Is it possible to have SQL Server convert collation to UTF-8 / UTF-16

Rookie picture Rookie · May 16, 2015 · Viewed 52.2k times · Source

In a project I am working on my data is stored in SQL Server, with the collation Danish_Norwegian_CI_AS. The data is output'ed through FreeTDS and ODBC, to python that handles the data as UTF-8. Some of the characters, like å, ø and æ, are not being coded correctly, causing the project progress to grind to a halt.

I spent a couple of hours reading about the confusing world of encodings, collation and code-pages, and feel like I have gotten a better understanding of the entire picture.

Some of the articles I have read, makes me think that it would be possible to: Specify in the SQL select statement, that the collation data should be encoded to UTF-8 when it is output'ed.

The reason I am thinking this is possible is this article which shows an example of how to get to tables, with different collations, to play nice together.

Any pointers in the direction of converting collation to UTF-8 / UTF-16, would be greatly appreciated!
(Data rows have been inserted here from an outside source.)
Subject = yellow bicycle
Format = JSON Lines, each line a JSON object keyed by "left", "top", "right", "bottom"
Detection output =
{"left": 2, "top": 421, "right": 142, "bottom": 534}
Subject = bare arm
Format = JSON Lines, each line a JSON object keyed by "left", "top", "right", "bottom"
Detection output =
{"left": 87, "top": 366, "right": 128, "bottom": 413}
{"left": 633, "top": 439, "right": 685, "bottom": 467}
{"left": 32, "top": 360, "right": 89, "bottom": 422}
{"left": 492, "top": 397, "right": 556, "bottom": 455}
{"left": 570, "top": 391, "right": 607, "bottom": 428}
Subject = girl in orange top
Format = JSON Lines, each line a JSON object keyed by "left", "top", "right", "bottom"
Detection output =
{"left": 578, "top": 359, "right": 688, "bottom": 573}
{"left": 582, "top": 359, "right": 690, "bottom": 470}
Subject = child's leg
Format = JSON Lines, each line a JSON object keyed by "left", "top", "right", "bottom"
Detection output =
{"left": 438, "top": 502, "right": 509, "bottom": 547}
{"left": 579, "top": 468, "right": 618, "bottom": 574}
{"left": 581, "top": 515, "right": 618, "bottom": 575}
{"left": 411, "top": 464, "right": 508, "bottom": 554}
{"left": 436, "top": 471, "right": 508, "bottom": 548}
EDIT: I have read that SQL Server provides a unicode option through nchar, nvarchar and ntext, and that the other string variables char, varchar and text are coded according to set collation. I have also read that the above mentioned unicode options are coded in utf-16 variant ucs-2 (I hope I am remembering that right). So; in order to allow tables of locale collation and unicode, to play nice, there should be a conversion function, no?

Answer

Rookie picture Rookie · Jul 31, 2015

4 months on, I finally found the answer to my problem. Turns out it had nothing to do with the FreeTDS driver, or the database collation:

It was pyodbc's connect function, which apparently requires a flag; unicode_results=True

Posted here to help other unfortunate soules doomed to wander aimlessly in the dark, looking for a clue.